“You know how Carl Sagan said that we have billions of stars? Well, we have billions of clocks,” says Carrie Partch. “Someday I think there’s going to be this palm-to-forehead moment where we all say: I cannot believe we didn’t understand that every form of life on this planet has a clock that links us to Earth and its terrestrial day.”
Then Partch led a mindfulness meditation outside the temple at Burning Man while celestial gongs rang to celebrate a new day’s rising sun. Just kidding. Partch is a biochemist at the University of California, Santa Cruz, who specializes in circadian rhythms, which is not only an actual research field, but one whose adherents won the 2017 Nobel Prize in Physiology or Medicine. In the 1980s and 1990s, the three scientists who received the award figured out how genetic time counters in cells aligned biological function to the 24-hour solar day. Particularly over the last couple of years, the work has solidified into a body of research that indicates timing can affect processes as diverse as sleep, metabolism, and cell growth.
Apart from jet lag, which is when the body’s internal schedule temporarily doesn’t match the schedule of the outside world, why do circadian rhythms matter enough for hundreds of researchers to study them? It turns out that every cell in the human body contains the genetic time counters the Nobel prizewinners found, and they control the expression of roughly half the genome, turning various functions on and off as needed. If the schedules of various organs, muscles, and glands get even slightly out of whack, you can develop depression, anxiety, sleep problems, diabetes, obesity, cardiovascular disease, or cancer. “Pretty much every nasty thing you can think of,” says Partch.

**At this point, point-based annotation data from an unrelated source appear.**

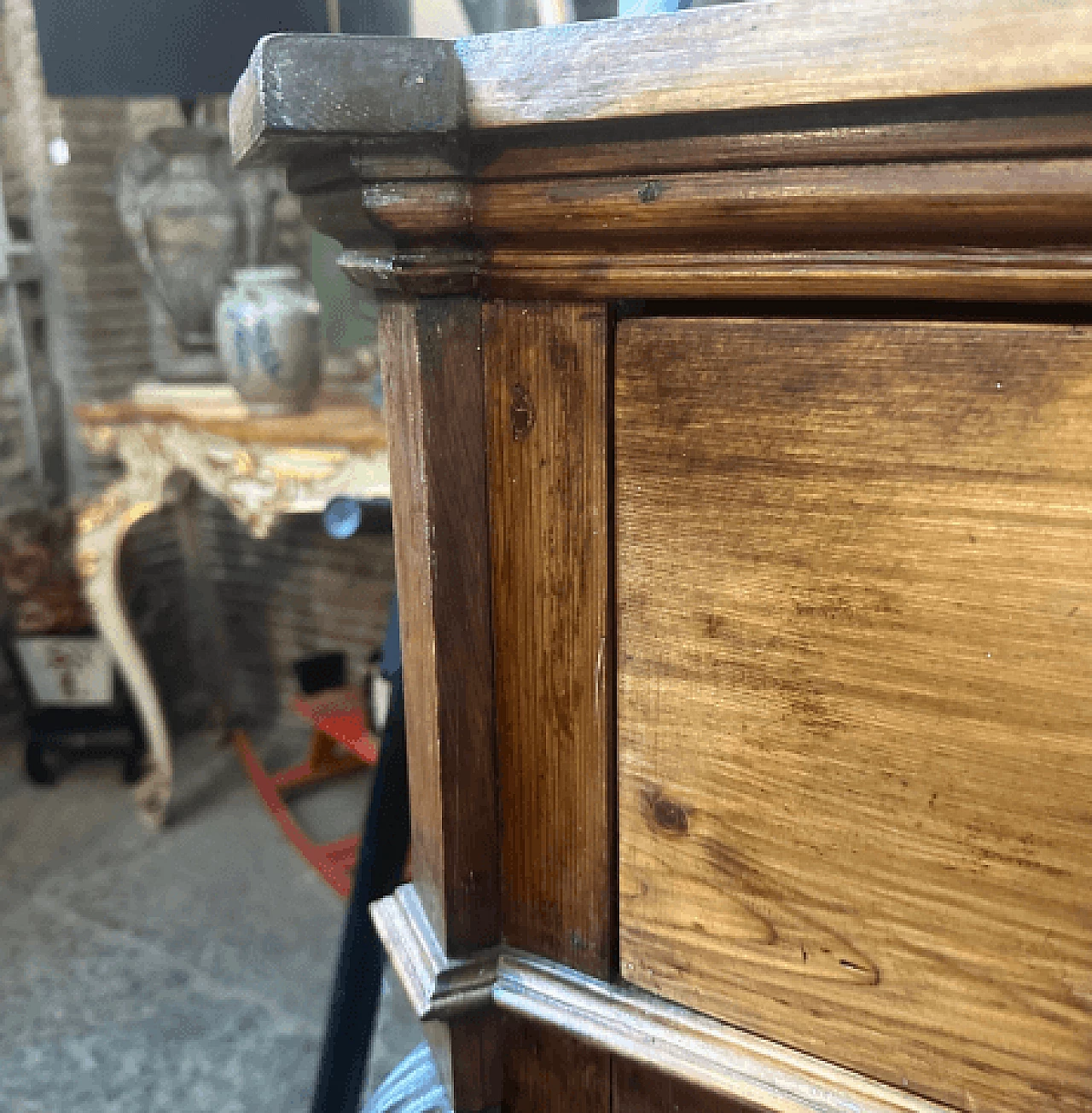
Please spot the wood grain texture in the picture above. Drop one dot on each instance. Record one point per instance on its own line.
(765, 54)
(546, 366)
(636, 1088)
(432, 369)
(986, 204)
(300, 92)
(624, 1022)
(855, 768)
(965, 275)
(549, 1072)
(468, 1054)
(753, 55)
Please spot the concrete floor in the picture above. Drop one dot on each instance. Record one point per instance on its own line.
(182, 971)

But how do your clocks get out of whack? More importantly: How do they stay in whack? Usually, the body’s billions of clocks are synchronized by a master clock in the brain that is activated by light. If you don’t get the right amount of light at the right times of day (dawn and dusk, generally), your clocks can get screwy. But there are other causes as well: Clocks keep worse time as we age, and they can become desynchronized by poor eating schedules or natural genetic variation. Experiments on animals in which certain molecular clock genes were deactivated in the pancreas showed that the animals acted normally, only to later develop diabetes.
Molecular clocks can even affect the potency of medication. “There are several different mechanisms—metabolism, so if you take a drug at the wrong time, it might be metabolized too quickly and cleared,” says John Hogenesch, a chronobiologist at Cincinnati Children’s Hospital Medical Center. “The second is transport—it may not be transported to the appropriate cell or organ type. And the third is the actual target [could be turned off at that time].” A current clinical trial at Washington University in St. Louis is testing whether administering chemotherapy for brain cancer when certain critical clock genes are at their peak could improve survival rates.
While chronobiologists continue to unravel the complete mysteries of time–cellular interactions, the oldest advice remains the best: Get more sleep and spend more time outdoors. Chakra cleansing not required (for now).
Ways To Reset Your Molecular Clocks
Eat all your food within 10 hours: Mice missing certain circadian clock genes are prone to obesity, but when they keep a tight eating schedule they remain lean.
Ask your doctor when to dose: The effectiveness of low-dose aspirin therapy, certain statins, and even chemotherapy can be greatly affected by when you take the medicines.
Get your flu shot in the morning: A 2016 study found that the immune system created four times the antibodies to a flu shot when it was given in the morning.
Have heart surgery in the afternoon: A 2017 study found that heart attacks were half as likely in patients who had valve replacements later in the day.
Skip the night shift: The World Health Organization classifies circadian-disrupting shift work as a class 2A “Probable Carcinogen.”
Go camping: A researcher at the University of Colorado, Boulder, recorded students’ light exposure on a camping trip and found their clocks returned to normal within two days.